Arte e libertà. Il caso (inquietante) della Royal Academy of Arts

Arte e libertà. Il caso (inquietante) della Royal Academy of Arts

La libertà di espressione, di cui giustamente meniamo vanto, è uno dei pilastri su cui regge il nostro mondo. La novità dell’oggi è che essa è minacciata non solo dai regimi autoritari che in vario modo la comprimono, e nemmeno solo dalle tendenze dichiaratamente illiberali che sono da sempre presenti nel nostro mondo e tollerate almeno fino a che non passino ad incitare in maniera diretta all’odio.

Il vero fatto nuovo è che essa è minacciata ora in un modo più subdolo e pervasivo da un modo di pensare che cova da tempo all’interno stesso dei ceti più influenti del nostro mondo. L’ennesima notizia che giunge dalla Gran Bretagna sembra ancora una volta confermare quella che non a torto potremmo chiamare la “deriva politicamente corretta”, e quindi sostanzialmente illiberale, di certa cultura dominante.

Apprendiamo infatti dalla prima pagina de “La Repubblica” che la Royal Academy of Arts, un tempo prestigiosa istituzione, ha deciso di usare la regola della “parità di genere” nientemeno che in una mostra sul nudo rinascimentale: saranno esposti tanti nudi maschili quanti saranno i nudi femminili!

Ora, a parte l’ilarità che può suscitare il solo pensiero di curatori che, col bilancino, dovranno togliere o aggiungere opere puntando dritto l’occhio al sesso raffigurato, c’è qualcosa di molto serio e profondo che questo episodio richiama.

Prima di tutto, dicevo, la libertà di espressione: qui è in gioco quella del critico e curatore, che non può attenersi a regole estrinseche di tipo contenutistico come quella imposta da Tim Marlow, il direttore dell’Accademia; ma anche quella dello storico, che deve poter avere la libertà di ricostruire un’epoca o un tema nella sua “oggettività”.

In prospettiva, è poi anche in discussione la libertà di chiunque metterà mano in futuro a un’opera di ingegno: è lecito aspettarsi che qualcuno prima o poi voglia imporre quelle stesse regole agli artisti e agli storici. Riscrivere la storia è stato sempre un vizio o un desiderio dei regimi illiberali, tesi anche in questo modo a dimostrare il loro potere ai sudditi e agli altri popoli.

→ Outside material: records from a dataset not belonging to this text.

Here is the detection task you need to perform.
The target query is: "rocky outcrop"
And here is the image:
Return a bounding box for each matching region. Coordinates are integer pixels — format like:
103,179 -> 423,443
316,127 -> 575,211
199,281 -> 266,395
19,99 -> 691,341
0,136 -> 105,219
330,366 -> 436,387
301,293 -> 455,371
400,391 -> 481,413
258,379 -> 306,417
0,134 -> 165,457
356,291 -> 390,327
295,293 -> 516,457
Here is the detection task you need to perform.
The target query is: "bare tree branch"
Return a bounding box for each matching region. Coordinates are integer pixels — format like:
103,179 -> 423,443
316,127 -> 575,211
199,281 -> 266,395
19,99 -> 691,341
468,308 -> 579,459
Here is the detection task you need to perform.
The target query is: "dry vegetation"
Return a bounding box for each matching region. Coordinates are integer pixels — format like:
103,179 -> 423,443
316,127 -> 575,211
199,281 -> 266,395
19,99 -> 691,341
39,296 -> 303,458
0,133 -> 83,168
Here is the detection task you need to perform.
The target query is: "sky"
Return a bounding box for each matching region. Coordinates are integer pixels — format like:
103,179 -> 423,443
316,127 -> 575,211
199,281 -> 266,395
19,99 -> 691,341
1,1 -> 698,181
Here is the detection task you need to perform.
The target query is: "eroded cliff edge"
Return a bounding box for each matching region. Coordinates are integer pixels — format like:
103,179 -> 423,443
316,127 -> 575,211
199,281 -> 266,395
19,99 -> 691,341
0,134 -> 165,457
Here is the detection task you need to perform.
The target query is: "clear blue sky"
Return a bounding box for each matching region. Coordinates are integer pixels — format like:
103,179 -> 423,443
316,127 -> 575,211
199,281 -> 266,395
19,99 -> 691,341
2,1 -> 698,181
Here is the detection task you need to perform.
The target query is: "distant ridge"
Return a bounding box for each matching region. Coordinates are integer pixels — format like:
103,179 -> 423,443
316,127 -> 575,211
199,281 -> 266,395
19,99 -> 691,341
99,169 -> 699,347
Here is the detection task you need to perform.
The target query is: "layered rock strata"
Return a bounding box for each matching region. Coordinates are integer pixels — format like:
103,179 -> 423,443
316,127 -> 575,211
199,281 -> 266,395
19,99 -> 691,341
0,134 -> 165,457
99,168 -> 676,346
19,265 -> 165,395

Qui la riscrittura verrebbe però fatta in nome di motivazioni di giustizia e moralità, mascherando subdolamente i fini di potere. Ponendosi come “verità” da tutti acclarabile, chiunque osasse solo opporsi sarebbe tacciato per ciò stesso di essere immondo o immorale: sarebbe cioè isolato e escluso dai consessi civili.

La censura, e l’autocensura preventiva, penetrerebbero negli stessi animi umani. In un sol colpo, si perderebbero due sacri principi fondativi del “canone occidentale”: l’autonomia della cultura e la distinzione delle sfere dell’attività umana. Che vita e arte non coincidano, e che anzi una vita dissoluta sia stata e possa essere in alcuni geni stimolo all’eccellenza artistica, è una di quelle “verità”, anche se non certo una regola, che è esemplificata nella figura dell’ “artista maledetto” che fa parte a pieno titolo del bagaglio culturale occidentale.

Sono andato troppo oltre nel ragionamento, prendendo sul serio un episodio dopo tutto secondario? Non credo. Episodi ascrivibili a questo modo di pensare sono sempre più reiterati, e chi solo conosce un po’ i paesi anglosassoni sa come una cera mentalità sia penetrata in maniera quasi egemone nei luoghi e nelle istituzioni preposti alla formazione e alla cultura.

Aggiungerei solo, last but not least, un’ulteriore riflessione. Che tipo di cultura può essere mai quella che ha un’immagine così banale e superficiale, unilineare, dei rapporti di potere che hanno corso nella storia e nella vita umana? Che pensa poi di ribaltarli mettendo finalmente “le cose a posto” ispirandosi ad un concetto astratto e meccanico di uguaglianza fra i generi o i sessi?